As recently as a few days ago, attorneys were filing class-action lawsuits against companies for violations of California Consumer Privacy Act (CCPA). Today the California Attorney General announced that they would not be delaying prosecution for breaches of CCPA. Data privacy remains a mission-critical component of any modern business, even during a global pandemic.

I’m writing this blog just before doing a webinar on the outbreak, and I can confirm that I am not going to be telling the beautiful people who attend that they can throw DP into the garbage and do what they like (UPDATE: I broke a piece of equipment just before starting and spent the rest of the session spiralling in panic, which bodes Very Well for my online future). Privacy and data protection are central to a just and fair society, and if we throw them out of the window in a crisis, we might not get them back. However, waving the shroud of litigation while people are dying is as low a pitch for your glossy software as it’s possible to get. It’s ugly and everyone in the privacy and data protection sectors should turn their backs on this kind of marketing.

Arlo continues.

“I debated the need to draft a COVID-19 response for our customers in the face of my own inbox overflowing with explanations of how companies are managing during this difficult time.”

Translation: Arlo wondered if this was a bandwagon I needed to jump on.

“However, thousands of companies rely on Osano, and it has become clear that we need to address any concerns that may exist.”

Translation: Arlo decided that the answer was yes.

So what message does this titan of the tech business want to send to his customers? What reassurance, what inspiring words for the future does Arlo have for us all? After gloating that Osano is better at home-working that everyone else, Gilbert has decided that what the pandemic needs to know is how much money his company has.

Osano is well funded with many years of runway and positive gross margins. While other companies may be giving away Ducati motorcycles at conventions and buying Superbowl ads, Osano has always made capital-efficient growth s [sic] core of how we operate.

All of this is a long-winded way of saying that Osano is in great shape.
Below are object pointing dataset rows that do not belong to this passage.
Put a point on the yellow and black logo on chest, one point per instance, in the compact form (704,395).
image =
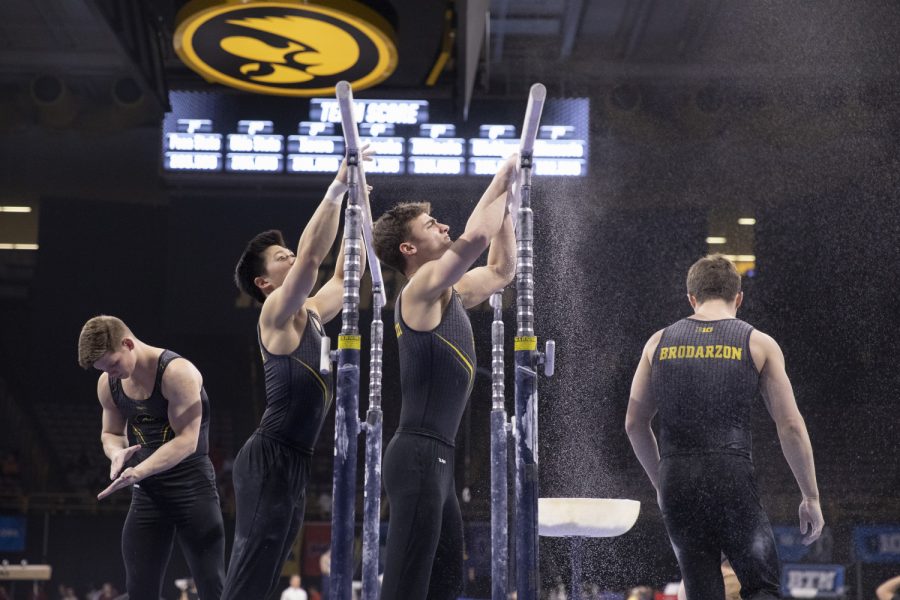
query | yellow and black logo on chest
(286,48)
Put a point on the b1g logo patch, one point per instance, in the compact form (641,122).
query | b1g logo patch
(286,48)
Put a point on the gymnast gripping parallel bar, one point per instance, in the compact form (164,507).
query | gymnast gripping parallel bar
(527,360)
(347,424)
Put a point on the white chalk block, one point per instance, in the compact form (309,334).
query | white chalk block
(586,517)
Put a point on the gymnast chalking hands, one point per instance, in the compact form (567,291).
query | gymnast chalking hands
(811,520)
(128,477)
(119,477)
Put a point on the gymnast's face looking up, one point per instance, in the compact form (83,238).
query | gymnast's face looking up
(278,260)
(428,238)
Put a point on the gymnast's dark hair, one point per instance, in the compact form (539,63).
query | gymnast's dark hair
(713,277)
(252,263)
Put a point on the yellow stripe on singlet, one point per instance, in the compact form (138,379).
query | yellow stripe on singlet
(459,352)
(525,342)
(138,434)
(349,342)
(319,379)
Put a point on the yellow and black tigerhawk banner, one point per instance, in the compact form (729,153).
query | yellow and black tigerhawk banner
(285,47)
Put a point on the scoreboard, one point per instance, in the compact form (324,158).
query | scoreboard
(219,133)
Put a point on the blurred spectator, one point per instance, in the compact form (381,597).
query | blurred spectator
(642,592)
(188,589)
(325,568)
(889,590)
(294,591)
(108,592)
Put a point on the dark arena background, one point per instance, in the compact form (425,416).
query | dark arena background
(767,130)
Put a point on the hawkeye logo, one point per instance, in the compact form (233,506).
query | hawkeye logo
(286,48)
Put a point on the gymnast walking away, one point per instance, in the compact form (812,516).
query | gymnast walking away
(272,469)
(155,433)
(701,375)
(424,552)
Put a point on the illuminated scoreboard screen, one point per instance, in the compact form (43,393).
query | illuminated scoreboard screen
(220,133)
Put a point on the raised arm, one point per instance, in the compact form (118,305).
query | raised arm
(181,386)
(477,285)
(315,243)
(483,225)
(329,300)
(641,410)
(782,406)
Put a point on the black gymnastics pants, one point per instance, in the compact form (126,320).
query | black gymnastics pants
(424,556)
(710,506)
(270,494)
(182,503)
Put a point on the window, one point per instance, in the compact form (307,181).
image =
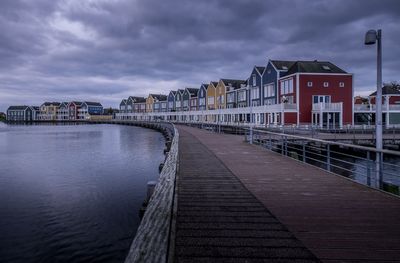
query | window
(269,90)
(242,95)
(287,86)
(255,93)
(230,97)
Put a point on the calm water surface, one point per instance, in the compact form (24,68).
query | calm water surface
(71,193)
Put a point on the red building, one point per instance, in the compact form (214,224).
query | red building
(321,92)
(73,108)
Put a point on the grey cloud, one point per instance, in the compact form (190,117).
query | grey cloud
(175,43)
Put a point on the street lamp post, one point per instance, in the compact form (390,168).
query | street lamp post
(371,37)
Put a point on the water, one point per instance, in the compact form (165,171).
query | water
(71,193)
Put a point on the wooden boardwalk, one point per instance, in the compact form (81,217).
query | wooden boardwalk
(241,203)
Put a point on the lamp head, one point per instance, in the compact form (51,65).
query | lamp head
(370,37)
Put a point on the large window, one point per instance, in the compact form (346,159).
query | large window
(287,86)
(269,90)
(242,95)
(255,93)
(230,97)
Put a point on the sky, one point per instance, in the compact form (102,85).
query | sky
(98,50)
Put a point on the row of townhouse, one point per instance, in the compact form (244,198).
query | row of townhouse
(55,111)
(282,92)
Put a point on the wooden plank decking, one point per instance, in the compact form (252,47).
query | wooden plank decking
(241,203)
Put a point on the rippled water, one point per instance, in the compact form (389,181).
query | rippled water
(71,193)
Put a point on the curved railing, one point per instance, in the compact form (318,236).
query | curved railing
(152,237)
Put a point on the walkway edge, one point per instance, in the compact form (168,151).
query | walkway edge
(151,242)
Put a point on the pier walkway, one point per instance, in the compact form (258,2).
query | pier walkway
(241,203)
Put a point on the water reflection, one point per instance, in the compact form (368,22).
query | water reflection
(72,193)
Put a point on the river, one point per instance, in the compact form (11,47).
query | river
(71,193)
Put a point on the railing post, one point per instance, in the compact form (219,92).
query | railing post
(328,157)
(368,169)
(270,141)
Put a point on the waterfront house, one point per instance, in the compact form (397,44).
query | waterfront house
(138,104)
(149,103)
(274,70)
(365,110)
(211,94)
(190,99)
(179,100)
(160,103)
(35,112)
(316,92)
(63,112)
(202,97)
(73,109)
(20,113)
(89,109)
(122,106)
(129,104)
(48,111)
(255,86)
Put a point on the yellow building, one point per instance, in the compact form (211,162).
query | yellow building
(211,98)
(149,103)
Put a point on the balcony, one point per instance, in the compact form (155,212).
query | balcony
(328,107)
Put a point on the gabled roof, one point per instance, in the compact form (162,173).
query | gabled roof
(388,90)
(192,91)
(282,64)
(205,86)
(235,83)
(18,107)
(314,67)
(78,103)
(135,99)
(51,104)
(159,97)
(90,103)
(260,69)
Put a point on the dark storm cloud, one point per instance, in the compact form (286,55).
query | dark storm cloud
(107,50)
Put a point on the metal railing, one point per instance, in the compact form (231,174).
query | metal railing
(352,161)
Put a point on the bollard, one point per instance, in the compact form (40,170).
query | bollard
(151,185)
(160,167)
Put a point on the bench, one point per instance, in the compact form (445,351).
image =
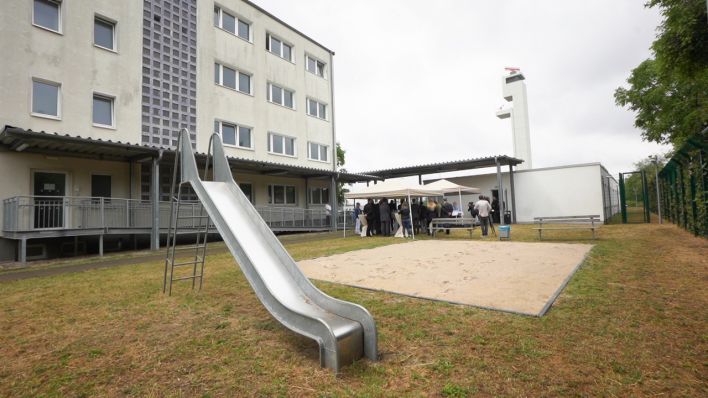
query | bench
(452,223)
(566,222)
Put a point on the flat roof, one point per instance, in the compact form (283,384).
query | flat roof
(40,142)
(261,9)
(455,165)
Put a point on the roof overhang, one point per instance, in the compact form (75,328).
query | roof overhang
(442,167)
(54,144)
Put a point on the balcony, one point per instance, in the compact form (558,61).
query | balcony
(52,216)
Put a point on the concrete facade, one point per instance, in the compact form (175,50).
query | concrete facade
(159,81)
(70,58)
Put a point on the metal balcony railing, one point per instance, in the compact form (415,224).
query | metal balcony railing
(46,213)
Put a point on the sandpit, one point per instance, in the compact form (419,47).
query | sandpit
(508,276)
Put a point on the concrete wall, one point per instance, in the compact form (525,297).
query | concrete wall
(260,188)
(556,191)
(216,102)
(78,171)
(70,58)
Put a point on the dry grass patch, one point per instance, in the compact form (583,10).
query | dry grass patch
(631,322)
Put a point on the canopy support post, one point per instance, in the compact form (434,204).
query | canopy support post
(513,194)
(500,192)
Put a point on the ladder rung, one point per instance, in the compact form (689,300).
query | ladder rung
(198,261)
(187,277)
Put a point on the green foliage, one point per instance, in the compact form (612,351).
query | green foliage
(633,184)
(341,190)
(669,92)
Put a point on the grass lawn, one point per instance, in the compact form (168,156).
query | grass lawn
(632,321)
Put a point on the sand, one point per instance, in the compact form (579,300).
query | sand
(508,276)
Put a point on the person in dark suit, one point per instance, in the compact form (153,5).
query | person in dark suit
(495,210)
(446,212)
(415,213)
(377,220)
(385,216)
(369,213)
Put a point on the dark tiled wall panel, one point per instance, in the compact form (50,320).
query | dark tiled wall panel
(169,85)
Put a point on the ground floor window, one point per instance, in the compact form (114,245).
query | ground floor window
(247,189)
(282,195)
(319,196)
(100,186)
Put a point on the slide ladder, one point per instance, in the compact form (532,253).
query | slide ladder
(344,331)
(187,221)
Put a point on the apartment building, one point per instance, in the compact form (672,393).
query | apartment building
(96,92)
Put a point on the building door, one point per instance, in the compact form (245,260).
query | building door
(49,192)
(100,186)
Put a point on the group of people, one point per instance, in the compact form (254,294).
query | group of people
(381,215)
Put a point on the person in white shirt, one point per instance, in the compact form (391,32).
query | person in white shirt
(484,208)
(328,214)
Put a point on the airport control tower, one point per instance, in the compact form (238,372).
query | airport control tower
(514,89)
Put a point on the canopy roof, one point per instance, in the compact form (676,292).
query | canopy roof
(55,144)
(442,167)
(445,186)
(392,189)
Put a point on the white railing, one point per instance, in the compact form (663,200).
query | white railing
(43,213)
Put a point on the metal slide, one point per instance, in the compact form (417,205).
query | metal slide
(344,331)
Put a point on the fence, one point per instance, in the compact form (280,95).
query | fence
(684,184)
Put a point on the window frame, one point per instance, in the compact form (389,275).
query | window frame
(317,110)
(323,199)
(114,25)
(269,95)
(237,19)
(238,72)
(60,19)
(112,100)
(324,66)
(237,128)
(280,55)
(271,194)
(59,101)
(252,198)
(319,152)
(272,134)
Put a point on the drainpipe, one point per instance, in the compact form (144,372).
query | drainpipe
(155,199)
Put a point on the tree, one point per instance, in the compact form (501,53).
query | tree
(634,182)
(340,162)
(669,92)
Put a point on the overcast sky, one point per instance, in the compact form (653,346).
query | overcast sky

This virus and the downturn in the economy have not changed our daily work habits in any way. Rest assured that there are few companies better equipped to respond to this new work-from-home lifestyle than Osano.”

Nothing about the customers and how they’re doing. Nothing about the effect on this crisis on the person reading the email, beyond a desultory “Stay safe out there” at the very end. The only message Arlo Gilbert wants to give the disease-stricken world is how brilliantly he and his company are handling it. There’s a small part of me that wonders to what extent this is protesting too much, that Arlo wants to tell people how great everything is because he himself needs to hear it. But probably not. The one group of people who are destined to come out of this well are the people at the top. The rest of us will just have to pick up the pieces.

If you want to talk to your customers at the moment, think very carefully about what you want to say. Don’t send unsolicited spam in breach of laws you claim to cherish. I have an email for my mailing list which I wrote days ago but find extremely difficult to send because getting the tone right seems so difficult in the current climate. I’m not ashamed to say that my business has been wiped out. I have no work, and apart from online courses, no prospect of work for months. I’ve made a couple of prudent financial decisions that mean I don’t have to worry for now, but reading Gilbert’s tech-bro muscle flexing must be sickening for people who have lost their jobs, their colleagues or their loved ones. A lot of people on LinkedIn are desperate to emphasise the positives, raising the possibility of founding a new Uber or writing the 21st Century King Lear, but in reality, surviving without losing your mind seems a triumph to me. Deciding that what you need to do now is boast about your positive gross margins is the act of an Osanohole.